Search code examples
pythonamazon-web-servicesscikit-learnamazon-sagemaker

How to pass dependency files to sagemaker SKLearnProcessor and use it in Pipeline?


I need to import function from different python scripts, which will used inside preprocessing.py file. I was not able to find a way to pass the dependent files to SKLearnProcessor Object, due to which I am getting ModuleNotFoundError.

Code:

from sagemaker.sklearn.processing import SKLearnProcessor
from sagemaker.processing import ProcessingInput, ProcessingOutput

sklearn_processor = SKLearnProcessor(framework_version='0.20.0',
                                     role=role,
                                     instance_type='ml.m5.xlarge',
                                     instance_count=1)

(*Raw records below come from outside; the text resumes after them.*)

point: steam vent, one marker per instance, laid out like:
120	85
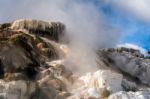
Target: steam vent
34	64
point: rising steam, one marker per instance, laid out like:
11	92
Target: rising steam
87	29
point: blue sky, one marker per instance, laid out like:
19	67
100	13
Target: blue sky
134	31
131	17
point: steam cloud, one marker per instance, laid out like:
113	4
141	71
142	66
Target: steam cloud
87	29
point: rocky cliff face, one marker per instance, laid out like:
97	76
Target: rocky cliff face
33	66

sklearn_processor.run(code='preprocessing.py',
                      inputs=[ProcessingInput(
                        source=input_data,
                        destination='/opt/ml/processing/input')],
                      outputs=[ProcessingOutput(output_name='train_data',
                                                source='/opt/ml/processing/train'),
                               ProcessingOutput(output_name='test_data',
                                                source='/opt/ml/processing/test')],
                      arguments=['--train-test-split-ratio', '0.2']
                     )

I would like to pass, dependent_files = ['file1.py', 'file2.py', 'requirements.txt']. So, that preprocessing.py have access to all the dependent modules.

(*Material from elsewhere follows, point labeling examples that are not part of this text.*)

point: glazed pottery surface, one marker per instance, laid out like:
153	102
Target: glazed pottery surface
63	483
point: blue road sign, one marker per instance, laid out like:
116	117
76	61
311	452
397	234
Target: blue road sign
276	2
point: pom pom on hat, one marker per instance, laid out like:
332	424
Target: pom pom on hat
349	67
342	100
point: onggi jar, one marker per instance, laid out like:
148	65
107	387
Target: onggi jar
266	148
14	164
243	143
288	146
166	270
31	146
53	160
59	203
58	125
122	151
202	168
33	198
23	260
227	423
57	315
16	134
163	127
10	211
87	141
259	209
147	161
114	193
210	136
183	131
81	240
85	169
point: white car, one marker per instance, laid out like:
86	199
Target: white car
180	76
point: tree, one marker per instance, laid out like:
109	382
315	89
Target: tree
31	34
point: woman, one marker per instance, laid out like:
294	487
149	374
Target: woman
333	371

And also need to install libraries from requirements.txt file.

Can you share any work around or a right way to do this?

Update-25-11-2021:

Q1.(Answered but looking to solve using FrameworkProcessor)

Here, the get_run_args function, is handling dependencies, source_dir and code parameters by using FrameworkProcessor. Is there any way that we can set this parameters from ScriptProcessor or SKLearnProcessor or any other Processor to set them?

Q2.

Can you also please show some reference to use our Processor as sagemaker.workflow.steps.ProcessingStep and then use in sagemaker.workflow.pipeline.Pipeline?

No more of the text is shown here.